MLX-Textgen is a light-weight LLM serving engine that utilize MLX and a smart KV cache management system to make your LLM generation more seamless on your Apple silicon machine. It features:
- Multiple KV-cache slots to reduce the needs of prompt processing
- Multiple models serving with Fastapi
- Common OpenAI API endpoints: `/v1/models`, `/v1/completions`, `/v1/chat/completions`

## Installing MLX-Textgen
MLX-textgen can be easily installed with `pip`
```
pip install mlx-textgen
```

## Features
### 1. Multiple KV cache slots support
All the KV cache are stored on disk. Therefore, unlike other LLM serving engine, a newly created KV cache will not overwrite the existing KV cache. This works better for agenic workflows where different types of prompts are being used frequently without losing previous cache for a long prompt.

### 2. Multiple LLMs serving
Only one model is loaded on ram at a time, but the engine leverage MLX fast module loading time to spin up another model when it is requested. This allows serving multiple models with one endpoint.

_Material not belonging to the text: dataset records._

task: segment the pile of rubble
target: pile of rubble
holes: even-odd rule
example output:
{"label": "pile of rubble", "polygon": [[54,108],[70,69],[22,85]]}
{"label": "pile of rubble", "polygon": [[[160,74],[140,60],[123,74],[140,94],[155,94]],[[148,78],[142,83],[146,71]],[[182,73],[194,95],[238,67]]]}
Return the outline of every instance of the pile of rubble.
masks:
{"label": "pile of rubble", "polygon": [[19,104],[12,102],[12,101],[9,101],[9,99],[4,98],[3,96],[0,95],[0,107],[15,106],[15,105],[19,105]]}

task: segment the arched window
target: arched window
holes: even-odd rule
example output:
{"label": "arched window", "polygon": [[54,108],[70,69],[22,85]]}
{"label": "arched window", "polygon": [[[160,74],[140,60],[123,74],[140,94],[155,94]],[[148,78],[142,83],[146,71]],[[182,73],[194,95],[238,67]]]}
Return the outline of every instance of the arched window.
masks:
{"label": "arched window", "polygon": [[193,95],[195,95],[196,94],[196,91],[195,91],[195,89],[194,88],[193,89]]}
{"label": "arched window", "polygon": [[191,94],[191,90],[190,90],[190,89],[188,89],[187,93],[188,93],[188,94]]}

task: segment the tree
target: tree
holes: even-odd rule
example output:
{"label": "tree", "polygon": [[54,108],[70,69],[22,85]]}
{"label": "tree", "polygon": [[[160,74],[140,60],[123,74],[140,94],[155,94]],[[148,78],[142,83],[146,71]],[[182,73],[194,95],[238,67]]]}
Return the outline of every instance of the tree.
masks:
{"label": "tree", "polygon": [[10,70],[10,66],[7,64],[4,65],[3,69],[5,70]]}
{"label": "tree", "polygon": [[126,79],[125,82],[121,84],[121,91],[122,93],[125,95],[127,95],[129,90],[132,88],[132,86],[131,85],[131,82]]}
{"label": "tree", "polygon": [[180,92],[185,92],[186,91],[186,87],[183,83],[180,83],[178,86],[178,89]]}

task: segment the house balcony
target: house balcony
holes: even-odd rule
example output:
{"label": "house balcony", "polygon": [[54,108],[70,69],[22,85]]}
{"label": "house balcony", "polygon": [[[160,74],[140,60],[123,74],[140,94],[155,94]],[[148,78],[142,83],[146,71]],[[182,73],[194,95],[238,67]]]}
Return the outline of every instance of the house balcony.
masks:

### 3. Automatic model quantisation
When configuring your model, you can specify the quantisation to increase your inference speed and lower memory usage. The original model is converted to MLX quantised model format when initialising the serving engine.

## Usage
### 1. Serving a single model
You can quickly set up a OpenAI API server with a single command.

```bash
mlx_textgen.server --model NousResearch/Hermes-3-Llama-3.1-8B --qunatize q8 --port 5001
```

### 2. Serving a multiple models server
Create a config file template and add as many model as you like.
```bash
mlx_textgen.create_config --num-models 2
```

It will generate a file called `model_config.yaml`. Edit this file for the models you want to serve.
```yaml
- model_id_or_path: NousResearch/Hermes-3-Llama-3.1-8B
  tokenizer_id_or_path: null
  adapter_path: null
  quant: q8
  revision: null
  model_name: null
  model_config: null
  tokenizer_config: null
- model_id_or_path: mlx-community/Llama-3.2-3B-Instruct-4bit
  tokenizer_id_or_path: null
  adapter_path: null
  quant: q4
  revision: null
  model_name: llama-3.2-3b-instruct
  model_config: null
  tokenizer_config: null
```

Then start the engine:
```bash
mlx_textgen.server --config-file ./model_config.yaml --port 5001
```

### 3. More engine arguments
You can check the details of other engine arguments by running:
```bash
mlx_textgen.server --help
```

You can specify the number of cache slots for each model, minimum number of tokens to create a cache file, and API keys etc.

## License
This project is licensed under the terms of the MIT license.